É um sentimento que nasce no terror de perder o que tanto se deseja.
É um estremecer acentuado a percorrer o âmago.
É uma alma que vacila receosa.
Pode acabar tudo. Podem-se alterar os rumos.
Pode tudo ser diferente que eu resisto sempre que existires!...

21 de novembro de 2007

Por fim o fim

Encalho no tempo de uma vida entre outras vidas.
Gasto o olhar. Abuso das ideias e do pensamento.
Esvazio-me como um copo que depois se vira sobre o tampo da mesa.
Restam umas gotas que escorrem formando pequenos lagos na madeira negra.
Encalho no tempo. Dou por mim no fim das utopias.
Reconheço o cheiro da amargura.
Abdicar é uma opção. Uma opção é escolher.
Encalhado no tempo de uma vida dou espaço ao que me rodeia.
Suspiro no fim de uma lufada de ar...

FIM

19 de novembro de 2007

Canto do mar

sigo o canto do mar como se me chamasse
vou pelos areais finos onde as aves descansam
detenho-me na espuma como se o ar me faltasse
mergulho na maré onde os peixes balançam
ouço o canto do mar como se o mar cantasse
como se o mar cantasse

Dúvida

Seria necessária outra vida para que tivesse tempo de explicar o que os meus olhos vêem e o meu coração sente.
Às vezes penso: e num poema, conseguirei convencê-la do amor?
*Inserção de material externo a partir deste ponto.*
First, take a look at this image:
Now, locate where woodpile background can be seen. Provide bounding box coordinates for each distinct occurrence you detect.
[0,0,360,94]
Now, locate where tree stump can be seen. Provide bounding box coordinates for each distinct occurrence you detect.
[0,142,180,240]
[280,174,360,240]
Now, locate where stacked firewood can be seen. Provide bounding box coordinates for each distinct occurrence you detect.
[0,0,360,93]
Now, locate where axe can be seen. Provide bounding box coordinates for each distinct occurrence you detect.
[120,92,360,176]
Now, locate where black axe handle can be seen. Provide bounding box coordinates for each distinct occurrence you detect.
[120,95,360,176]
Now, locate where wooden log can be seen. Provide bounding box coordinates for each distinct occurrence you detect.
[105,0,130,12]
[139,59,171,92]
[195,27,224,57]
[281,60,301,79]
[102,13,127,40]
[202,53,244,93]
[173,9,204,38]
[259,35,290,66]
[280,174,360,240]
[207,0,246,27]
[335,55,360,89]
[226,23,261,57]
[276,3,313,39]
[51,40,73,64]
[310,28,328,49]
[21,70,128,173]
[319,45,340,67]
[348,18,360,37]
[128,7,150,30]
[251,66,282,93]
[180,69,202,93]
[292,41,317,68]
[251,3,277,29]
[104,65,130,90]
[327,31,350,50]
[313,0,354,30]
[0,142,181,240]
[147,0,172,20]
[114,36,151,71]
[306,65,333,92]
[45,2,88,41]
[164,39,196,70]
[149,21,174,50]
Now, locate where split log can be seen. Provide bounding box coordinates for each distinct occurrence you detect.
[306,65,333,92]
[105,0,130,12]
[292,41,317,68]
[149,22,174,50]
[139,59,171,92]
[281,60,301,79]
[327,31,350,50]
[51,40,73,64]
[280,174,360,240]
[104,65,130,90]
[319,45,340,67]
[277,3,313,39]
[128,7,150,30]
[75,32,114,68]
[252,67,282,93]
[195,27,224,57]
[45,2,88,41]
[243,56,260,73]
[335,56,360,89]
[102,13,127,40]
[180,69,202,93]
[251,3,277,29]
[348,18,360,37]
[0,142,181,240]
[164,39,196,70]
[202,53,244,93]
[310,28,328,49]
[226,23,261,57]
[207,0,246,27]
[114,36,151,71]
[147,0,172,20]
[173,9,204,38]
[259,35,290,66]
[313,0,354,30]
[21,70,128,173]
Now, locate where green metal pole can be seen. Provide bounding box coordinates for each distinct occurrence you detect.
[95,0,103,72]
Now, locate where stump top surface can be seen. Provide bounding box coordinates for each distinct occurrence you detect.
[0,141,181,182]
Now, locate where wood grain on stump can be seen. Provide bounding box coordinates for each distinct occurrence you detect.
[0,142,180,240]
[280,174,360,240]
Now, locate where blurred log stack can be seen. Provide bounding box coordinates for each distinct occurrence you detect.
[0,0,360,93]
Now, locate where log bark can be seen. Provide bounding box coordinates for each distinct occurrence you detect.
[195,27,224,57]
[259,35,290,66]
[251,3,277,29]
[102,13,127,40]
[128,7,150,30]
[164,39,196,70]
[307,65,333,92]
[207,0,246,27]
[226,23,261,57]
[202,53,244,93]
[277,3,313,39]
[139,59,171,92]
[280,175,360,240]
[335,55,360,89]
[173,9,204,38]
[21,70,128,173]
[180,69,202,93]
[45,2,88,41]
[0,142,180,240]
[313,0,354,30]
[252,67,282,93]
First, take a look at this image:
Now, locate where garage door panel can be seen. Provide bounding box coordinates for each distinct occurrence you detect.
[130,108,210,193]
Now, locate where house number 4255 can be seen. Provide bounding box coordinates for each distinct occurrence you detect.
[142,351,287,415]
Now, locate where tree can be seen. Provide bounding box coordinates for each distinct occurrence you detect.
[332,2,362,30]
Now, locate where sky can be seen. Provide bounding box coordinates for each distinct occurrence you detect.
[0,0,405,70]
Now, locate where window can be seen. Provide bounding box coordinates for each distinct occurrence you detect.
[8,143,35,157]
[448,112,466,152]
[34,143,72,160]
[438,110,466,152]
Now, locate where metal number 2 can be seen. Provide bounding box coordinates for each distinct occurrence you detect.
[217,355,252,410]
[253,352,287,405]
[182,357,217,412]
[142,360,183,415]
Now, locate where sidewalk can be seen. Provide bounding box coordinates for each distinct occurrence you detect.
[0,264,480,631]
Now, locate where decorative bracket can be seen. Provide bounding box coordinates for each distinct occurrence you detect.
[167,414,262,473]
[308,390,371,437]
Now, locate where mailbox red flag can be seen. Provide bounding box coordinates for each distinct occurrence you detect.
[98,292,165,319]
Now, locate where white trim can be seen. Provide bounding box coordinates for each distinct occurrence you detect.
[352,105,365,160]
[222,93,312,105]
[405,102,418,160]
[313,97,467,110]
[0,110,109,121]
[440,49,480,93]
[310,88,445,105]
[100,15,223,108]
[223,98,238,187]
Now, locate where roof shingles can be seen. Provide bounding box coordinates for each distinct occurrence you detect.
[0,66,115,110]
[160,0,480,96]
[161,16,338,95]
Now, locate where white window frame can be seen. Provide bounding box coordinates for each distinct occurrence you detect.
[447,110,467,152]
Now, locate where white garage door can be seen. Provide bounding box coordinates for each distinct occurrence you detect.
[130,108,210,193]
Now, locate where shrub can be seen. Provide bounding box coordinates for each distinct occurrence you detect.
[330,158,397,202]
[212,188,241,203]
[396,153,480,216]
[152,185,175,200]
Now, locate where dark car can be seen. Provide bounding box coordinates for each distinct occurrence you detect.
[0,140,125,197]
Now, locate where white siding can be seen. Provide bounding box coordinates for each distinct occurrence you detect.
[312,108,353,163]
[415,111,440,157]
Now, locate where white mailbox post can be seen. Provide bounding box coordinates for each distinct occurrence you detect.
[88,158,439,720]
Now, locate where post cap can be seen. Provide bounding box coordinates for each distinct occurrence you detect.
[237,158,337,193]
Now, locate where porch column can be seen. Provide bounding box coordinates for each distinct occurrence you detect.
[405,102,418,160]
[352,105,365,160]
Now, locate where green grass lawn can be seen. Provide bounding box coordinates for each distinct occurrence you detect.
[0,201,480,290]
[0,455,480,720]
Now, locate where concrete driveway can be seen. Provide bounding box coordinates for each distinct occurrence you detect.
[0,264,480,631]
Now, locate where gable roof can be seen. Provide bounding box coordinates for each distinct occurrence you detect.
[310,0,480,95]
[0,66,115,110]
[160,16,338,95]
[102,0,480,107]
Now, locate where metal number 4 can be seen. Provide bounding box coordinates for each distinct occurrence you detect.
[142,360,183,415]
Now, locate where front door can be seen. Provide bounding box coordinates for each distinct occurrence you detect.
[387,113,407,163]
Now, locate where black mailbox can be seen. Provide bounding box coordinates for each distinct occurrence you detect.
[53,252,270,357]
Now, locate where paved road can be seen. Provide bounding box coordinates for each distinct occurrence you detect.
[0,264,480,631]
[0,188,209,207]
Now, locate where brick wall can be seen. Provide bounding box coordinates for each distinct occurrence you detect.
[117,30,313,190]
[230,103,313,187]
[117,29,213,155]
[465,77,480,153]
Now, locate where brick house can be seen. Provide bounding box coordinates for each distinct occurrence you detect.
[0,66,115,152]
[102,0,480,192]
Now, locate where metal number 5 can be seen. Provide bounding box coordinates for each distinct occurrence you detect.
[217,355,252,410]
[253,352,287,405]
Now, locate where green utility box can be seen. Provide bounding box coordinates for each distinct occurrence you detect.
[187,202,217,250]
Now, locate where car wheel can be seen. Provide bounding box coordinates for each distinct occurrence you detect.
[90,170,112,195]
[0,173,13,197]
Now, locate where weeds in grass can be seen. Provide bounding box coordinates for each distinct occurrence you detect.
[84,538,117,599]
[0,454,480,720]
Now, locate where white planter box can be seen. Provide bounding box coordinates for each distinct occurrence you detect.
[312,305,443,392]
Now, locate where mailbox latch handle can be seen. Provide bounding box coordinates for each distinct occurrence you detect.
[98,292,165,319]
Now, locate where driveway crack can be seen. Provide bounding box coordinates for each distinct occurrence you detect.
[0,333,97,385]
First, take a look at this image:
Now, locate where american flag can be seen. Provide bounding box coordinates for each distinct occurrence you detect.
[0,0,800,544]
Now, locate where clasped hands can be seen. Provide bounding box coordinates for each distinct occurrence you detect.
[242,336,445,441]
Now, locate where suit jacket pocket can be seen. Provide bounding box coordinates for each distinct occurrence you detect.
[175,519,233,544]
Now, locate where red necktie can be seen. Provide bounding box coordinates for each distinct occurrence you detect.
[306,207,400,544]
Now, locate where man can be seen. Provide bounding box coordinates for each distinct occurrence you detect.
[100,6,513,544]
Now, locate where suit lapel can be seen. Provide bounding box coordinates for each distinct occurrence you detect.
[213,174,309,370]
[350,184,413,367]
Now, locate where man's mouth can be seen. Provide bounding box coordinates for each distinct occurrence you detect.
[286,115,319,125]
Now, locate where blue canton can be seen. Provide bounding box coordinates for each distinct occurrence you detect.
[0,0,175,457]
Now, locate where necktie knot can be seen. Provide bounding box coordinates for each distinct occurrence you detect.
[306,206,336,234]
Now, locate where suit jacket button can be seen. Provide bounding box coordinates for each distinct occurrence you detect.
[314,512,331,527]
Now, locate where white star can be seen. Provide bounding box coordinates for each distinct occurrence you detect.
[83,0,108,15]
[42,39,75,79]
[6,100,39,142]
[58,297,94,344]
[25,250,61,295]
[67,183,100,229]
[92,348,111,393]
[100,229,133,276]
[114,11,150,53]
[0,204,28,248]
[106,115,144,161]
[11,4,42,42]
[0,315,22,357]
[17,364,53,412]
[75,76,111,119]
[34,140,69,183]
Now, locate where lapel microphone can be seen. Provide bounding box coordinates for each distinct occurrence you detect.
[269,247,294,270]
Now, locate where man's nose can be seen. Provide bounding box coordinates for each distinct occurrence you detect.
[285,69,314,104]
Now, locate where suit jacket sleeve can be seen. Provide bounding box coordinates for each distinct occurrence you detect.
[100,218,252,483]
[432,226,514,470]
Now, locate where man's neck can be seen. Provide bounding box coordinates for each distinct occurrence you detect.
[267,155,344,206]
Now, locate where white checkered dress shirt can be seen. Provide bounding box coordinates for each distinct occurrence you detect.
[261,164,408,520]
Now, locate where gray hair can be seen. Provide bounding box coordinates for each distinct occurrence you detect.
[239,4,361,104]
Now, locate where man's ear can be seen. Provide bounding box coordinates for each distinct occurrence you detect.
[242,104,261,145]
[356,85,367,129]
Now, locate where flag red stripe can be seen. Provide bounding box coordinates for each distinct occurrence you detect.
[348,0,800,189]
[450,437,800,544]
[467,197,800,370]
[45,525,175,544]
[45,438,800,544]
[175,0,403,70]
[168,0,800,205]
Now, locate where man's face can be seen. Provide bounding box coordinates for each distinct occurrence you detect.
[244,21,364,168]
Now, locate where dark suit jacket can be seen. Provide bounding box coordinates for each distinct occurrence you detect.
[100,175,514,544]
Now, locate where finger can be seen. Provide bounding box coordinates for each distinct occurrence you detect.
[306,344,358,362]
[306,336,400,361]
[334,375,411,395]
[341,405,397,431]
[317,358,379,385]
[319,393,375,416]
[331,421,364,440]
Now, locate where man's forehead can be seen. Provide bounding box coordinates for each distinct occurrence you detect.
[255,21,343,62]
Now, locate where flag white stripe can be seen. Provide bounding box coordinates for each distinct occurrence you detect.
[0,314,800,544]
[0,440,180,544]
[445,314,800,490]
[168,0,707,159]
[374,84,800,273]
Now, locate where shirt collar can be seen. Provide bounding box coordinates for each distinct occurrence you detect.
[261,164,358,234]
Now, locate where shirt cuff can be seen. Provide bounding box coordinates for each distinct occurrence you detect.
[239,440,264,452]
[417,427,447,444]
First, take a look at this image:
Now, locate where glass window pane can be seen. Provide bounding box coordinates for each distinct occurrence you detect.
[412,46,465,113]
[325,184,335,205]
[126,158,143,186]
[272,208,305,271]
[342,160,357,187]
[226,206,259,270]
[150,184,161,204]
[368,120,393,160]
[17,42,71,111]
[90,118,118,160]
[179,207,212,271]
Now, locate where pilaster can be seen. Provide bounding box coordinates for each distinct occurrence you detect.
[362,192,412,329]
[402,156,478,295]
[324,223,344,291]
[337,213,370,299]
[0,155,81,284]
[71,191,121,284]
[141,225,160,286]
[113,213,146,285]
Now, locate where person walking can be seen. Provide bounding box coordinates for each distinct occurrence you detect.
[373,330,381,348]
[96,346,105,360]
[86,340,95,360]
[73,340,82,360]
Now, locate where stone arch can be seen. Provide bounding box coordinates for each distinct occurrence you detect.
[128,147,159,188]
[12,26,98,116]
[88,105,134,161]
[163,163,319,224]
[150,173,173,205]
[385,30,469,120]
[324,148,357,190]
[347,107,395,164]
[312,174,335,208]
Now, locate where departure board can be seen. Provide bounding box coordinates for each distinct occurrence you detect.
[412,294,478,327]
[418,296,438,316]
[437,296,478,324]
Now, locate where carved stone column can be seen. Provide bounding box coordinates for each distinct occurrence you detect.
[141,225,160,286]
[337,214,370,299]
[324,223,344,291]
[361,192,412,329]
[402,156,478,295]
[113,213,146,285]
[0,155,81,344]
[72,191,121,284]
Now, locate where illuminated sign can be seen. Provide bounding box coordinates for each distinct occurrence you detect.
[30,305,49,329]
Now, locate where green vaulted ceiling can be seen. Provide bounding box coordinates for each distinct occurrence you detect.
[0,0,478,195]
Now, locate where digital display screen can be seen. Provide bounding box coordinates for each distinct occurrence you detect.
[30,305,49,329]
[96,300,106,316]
Antevisão de um eventual fim

se um dia não disser que te amo
será porque o amor seguiu o rumo das aves
e porque nos teus olhos se apagou a palavra etérea.
se nesse dia te deres conta do que já sabes
é porque a noite encalhou numa enseada junto ao mar
e um crepúsculo se despenhou na terra.
se esse dia chegar
não me procures que a minha vida não resitiu à desesperança
e eu segui o caminho do desespero da tua ignorância.

Dia

uma rede fina de névoa segura o azul do céu
descobrimos o mar desde a janela do quarto
o teu corpo eleva-se no meu ondulante como o mar alto
arfantes respirações quebram o silêncio do outono junto ao sol
reatamos os beijos e incendiamos os desejos
e nus sobre a cama branca assistimos ao desenrilhar da névoa
surge um novo dia renova-se o amor que nos conduziu até aqui
agora somos felizes

Noite

a noite está escura.
uma cor negra e estranha apagou as estrelas do céu.
ao longe ouve-se o mar revolto a quebrar o silêncio na charneca.
o meu corpo estremece num abraço apertado que partilhamos.
beijas-me. beijo-te. beijamo-nos.
sobre nós sobrevoa uma gaivota desorientada no breu nocturno.
damos as mãos. apertamos as mãos.
o teu olhar brilha. brilha e ilumina caminho.
amo-te. amas-me. agora sou feliz

15 de novembro de 2007

Acordar ficcionado

Acordei com a tua voz a sussurrar-me ao ouvido na manhã mais longa de todas as manhãs. Acordei imaginando que me acordavas com um desejado "Amo-te". Deixei-me ficar na cama larga submerso num sonho acordado onde eras a protagonista principal. Abracei-te num olhar de desespero, com receio de que tudo se mantenha assim. Com o terror de que tudo se mantenha assim. Mas o que importa é que na mais longa de todas as manhãs acordei com o sussurrar da tua voz e um abraço imaginado com a intenção de não te perder.

Tanto querer

quero o teu olhar
quero-o desesperadamente
como se fosse ar para respirar
quero um beijo também
como se fosse água para matar a sede
quero passear contigo
de mão dada quando o sol vem
e quero o calor do teu corpo antes da madrugada

O Amor de

as aves sobrevoam a noite entre estrelas guiadas pelo luar,
as suas asas são como sonhos que se prolongam na madrugada.
as cidades adormecem no baloiçar das luzes amarelas.
no silêncio da aurora renasce o amor:
o amor de te amar. o amor de te viver.

Agastado

Os dias têm-se arrastado entre o sol baixo de outono e as noites frias. As ruas disfarçam-se com as folhas caídas no chão. Os passos seguem-se aos passos lentos de um outono atípico. As roupas frescas de verão ainda não estão guardadas. Os dias arrastam-se uns atrás dos outros, vagueiam pelo tempo sem que nos demos conta da sua existência. Levamos ao olhar o brilho azul do céu e o negro do barro que nos rodeia. À cidade branca trazemos o suspiro aliviado de um desejo que nos anima. Somos o lugar de uma ilha que se estanca no centro de um mar de planícies. Somos o espaço que se desenha de branco entre as sete cores do arco-íris. Somos o que resta. Somos o que nos deixarem ser.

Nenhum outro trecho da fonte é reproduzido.